By Kim Burnett, President and CEO
January 23, 2020Reading Time: 5 minutes
You see them everywhere. Broken and discarded and thrown into the gutters. Used once, they no longer have value. These are India’s small, handmade clay tea cups, known as bhar, kulhar, or shikora. You find these cups at any street tea stall. Costing only a few rupees, the tea is sweet and milky. Just as their names vary by region, so do their shapes. Conical in Rajasthan, short and round in rural Azmargarh, with a small lip in Kolkata, each bears the mark of its native place. Thrown and baked by hand, each is unique with its own imperfections. I have become obsessed with them.

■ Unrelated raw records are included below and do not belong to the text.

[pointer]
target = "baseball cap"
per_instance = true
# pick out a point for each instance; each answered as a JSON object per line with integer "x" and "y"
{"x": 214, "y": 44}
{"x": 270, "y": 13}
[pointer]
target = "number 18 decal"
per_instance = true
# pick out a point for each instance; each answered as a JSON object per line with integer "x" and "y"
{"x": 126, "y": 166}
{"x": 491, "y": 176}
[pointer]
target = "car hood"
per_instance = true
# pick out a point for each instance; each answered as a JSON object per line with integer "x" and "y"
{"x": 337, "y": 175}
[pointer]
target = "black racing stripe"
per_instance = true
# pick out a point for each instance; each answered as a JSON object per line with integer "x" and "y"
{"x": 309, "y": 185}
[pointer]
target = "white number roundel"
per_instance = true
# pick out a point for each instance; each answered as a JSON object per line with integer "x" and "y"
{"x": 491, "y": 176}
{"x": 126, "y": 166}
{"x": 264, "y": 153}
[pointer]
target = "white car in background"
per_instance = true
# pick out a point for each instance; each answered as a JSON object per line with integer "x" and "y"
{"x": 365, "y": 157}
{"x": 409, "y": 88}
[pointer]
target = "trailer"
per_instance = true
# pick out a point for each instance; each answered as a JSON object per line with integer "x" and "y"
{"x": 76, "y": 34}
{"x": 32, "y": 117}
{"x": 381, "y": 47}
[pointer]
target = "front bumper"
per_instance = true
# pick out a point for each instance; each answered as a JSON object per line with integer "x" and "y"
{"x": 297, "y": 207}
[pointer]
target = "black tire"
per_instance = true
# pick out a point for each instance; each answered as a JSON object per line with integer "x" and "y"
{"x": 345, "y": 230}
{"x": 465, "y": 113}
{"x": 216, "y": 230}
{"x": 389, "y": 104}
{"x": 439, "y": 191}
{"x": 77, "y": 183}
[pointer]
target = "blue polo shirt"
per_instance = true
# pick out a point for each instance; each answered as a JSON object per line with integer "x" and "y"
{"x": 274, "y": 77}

Paying confused tea wallahs a few rupees just for the cup, not the tea, I have started a collection of them back home. As they are unglazed, they break quite easily, so I must carefully pack them in tissue and hand-carry them across the ocean with me.
I am drinking from such a cup, as I reflect on this latest set of site visits to Shadhika’s partner sites in India and process the stories that tumble out of the young women we support. In every retelling, their stories feel rapid and urgent, as if their whole lives depend on our hearing.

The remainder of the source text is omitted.